In tandem with the installation, the Museum will also present a members-only screening of select episodes of The Underground Railroad in its grand Redstone Theater on Sunday, August 15. Learn more about becoming a MoMI member here.

In The Underground Railroad, Barry Jenkins uses a rigorous visual aesthetic approach in adapting Whitehead’s book, which follows the character Cora as she escapes from a Georgia plantation and makes the arduous journey to freedom. In tackling this project, Jenkins aimed to depict Black lives in the pre–Civil War south with dignity and authenticity. In The Gaze (2021, 52 mins.), his companion piece to The Underground Railroad, Jenkins further engages ideas about visibility, history, and power in the portraits of the series' background actors, inspired by the work of artist Kerry James Marshall and set to composer Nicholas Britell’s haunting score. Dressed in period-inspired costumes created by costume designer Caroline Eselin across the various environments that comprise the series’ occasionally fantastical yet achingly resonant mid-nineteenth-century settings, the actors gaze directly at the viewer, evincing a mix of vulnerability, defiance, and candor.

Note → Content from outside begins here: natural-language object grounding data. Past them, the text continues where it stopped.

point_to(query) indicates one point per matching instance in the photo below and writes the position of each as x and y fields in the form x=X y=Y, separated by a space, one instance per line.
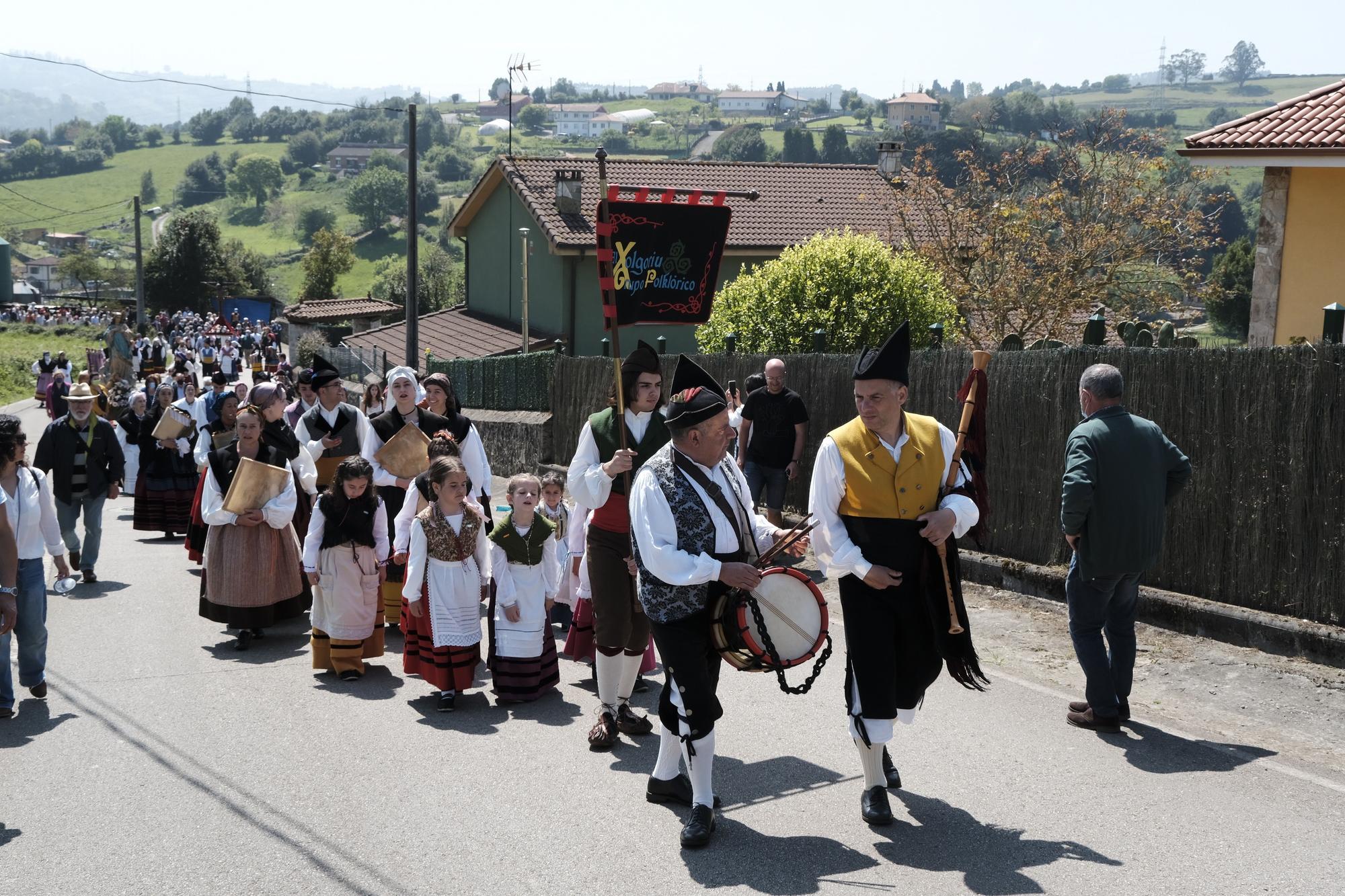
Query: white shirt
x=586 y=478
x=837 y=555
x=364 y=432
x=656 y=529
x=33 y=516
x=318 y=525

On what inspired him to make The Gaze, which he shot intermittently during production of The Underground Railroad, Jenkins noted, “Standing in the spaces our ancestors stood, we had the feeling of seeing them, truly seeing them and thus, we sought to capture and share that seeing with you.” The result is a remarkably intimate, meditative experience that invites viewers to reconsider the past as well as the present.

Along with the entirety of The Gaze, the installation will feature production and costume design material, allowing for an appreciation of how the visual world depicted in The Underground Railroad was developed. It includes a selection of concept art, created by production designer

Mark Friedberg working with artist Hugh Sicotte, which translates the script into digitally rendered images that vividly evoke the varied landscapes of the series. Mood boards compiled by Eselin show the wide range of historical and artistic imagery that influenced the overall look of the characters, and costume illustrations, made by artist Gloria Young Kim, demonstrate how those references were ultimately distilled into Eselin’s designs.

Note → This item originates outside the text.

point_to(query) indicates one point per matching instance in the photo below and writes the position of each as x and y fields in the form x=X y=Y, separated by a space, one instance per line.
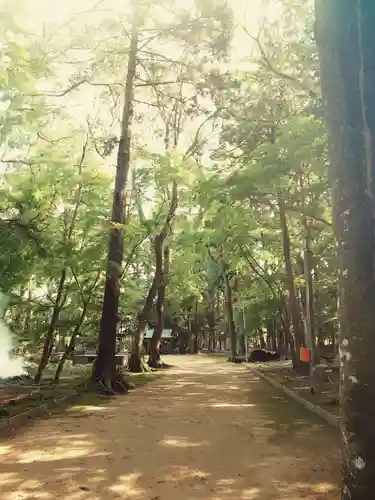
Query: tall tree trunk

“While Barry Jenkins’s The Gaze is inextricably tied to The Underground Railroad, it is a compelling work of art in its own right,” said Barbara Miller, the Museum’s Deputy Director for Curatorial Affairs. “Its contemplative pace draws attention to the role of costume and production design in creating the emotional tone of the film. We are thrilled to present The Gaze alongside material that represents the exceptional work by production designer Mark Friedberg and costume designer Caroline Eselin.”